Simple Objects in the InterMine System

The InterMine system contains a very complex feature set, which allows great flexibility for data loading, where data can originate from multiple data sources. However, this complexity comes at a cost to performance. Simple objects are an extension of the InterMine system that allows simpler data to be loaded without the performance bottlenecks. There are two types of simplified data discussed in this wiki page, with different levels of performance gain and functionality loss.

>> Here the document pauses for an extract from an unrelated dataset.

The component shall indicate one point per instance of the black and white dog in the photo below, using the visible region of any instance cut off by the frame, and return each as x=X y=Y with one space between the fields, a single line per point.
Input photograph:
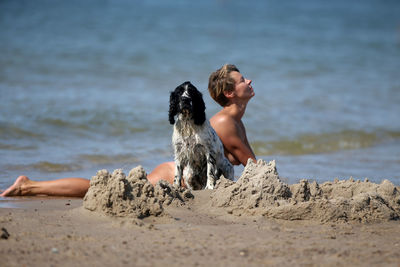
x=199 y=154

Switching off the DataTracker

In order to allow data conflicts to be managed, the system needs to keep track of where each piece of data came from. This is because conflicting values will be resolved by a priority system where one data source is regarded as more reliable than another for a particular field value. However, storing this data takes significant time while running the DataLoader, and can now be switched off on a per-class basis for the whole DataLoading run. This is useful if you know that there will never be any data conflicts for a particular class. The configuration is found in the properties file for the project, and a configuration line for "datatrackerMissingClasses" is added to the IntegrationWriter entry, like this:

integration.production.class=org.intermine.dataloader.IntegrationWriterDataTrackingImpl
integration.production.osw=osw.production
integration.production.datatrackerMaxSize=100000
integration.production.datatrackerCommitSize=10000
integration.production.datatrackerMissingClasses=OneAttribute

The parameter is a comma-separated list of class names for which no tracking data should be stored. All objects which are instances of these classes will be omitted, including subclasses.

Non-InterMineObjects

For the ultimate in performance gain, objects can be stored in the database which are not instances of InterMineObject. Such objects are stored in "flat mode" in an SQL table. Because they do not have an ID, they cannot be referenced by other objects, fetched by ID, or deleted by ID, and they cannot have a collection, or be in a many-to-many collection. They are not stored in the main InterMineObject table, and are not stored in the DataTracker, and are never merged with other objects by the DataLoader. No class hierarchy may exist in these classes, and no dynamic objects may make use of these classes. The objects take much less space in the database than instances of InterMineObject. The objects can however contain attributes and references to other objects, and can be in one-to-many collections of other objects. The full Query interface will work correctly with these simple objects. Simple objects are configured in the Model by declaring the superclass of a class to be "java.lang.Object" in the model description, like this:

    <class name="org.intermine.model.testmodel.SimpleObject" is-interface="false" extends="java.lang.Object">
        <attribute name="name" type="java.lang.String"/>
        <reference name="employee" referenced-type="org.intermine.model.testmodel.Employee" reverse-reference="simpleObjects"/>
    </class>

We recommend you set "is-interface" to "false" for these objects. There is no need to specify these classes in the "dataTrackerMissingClasses" property as above, because these classes are never tracked.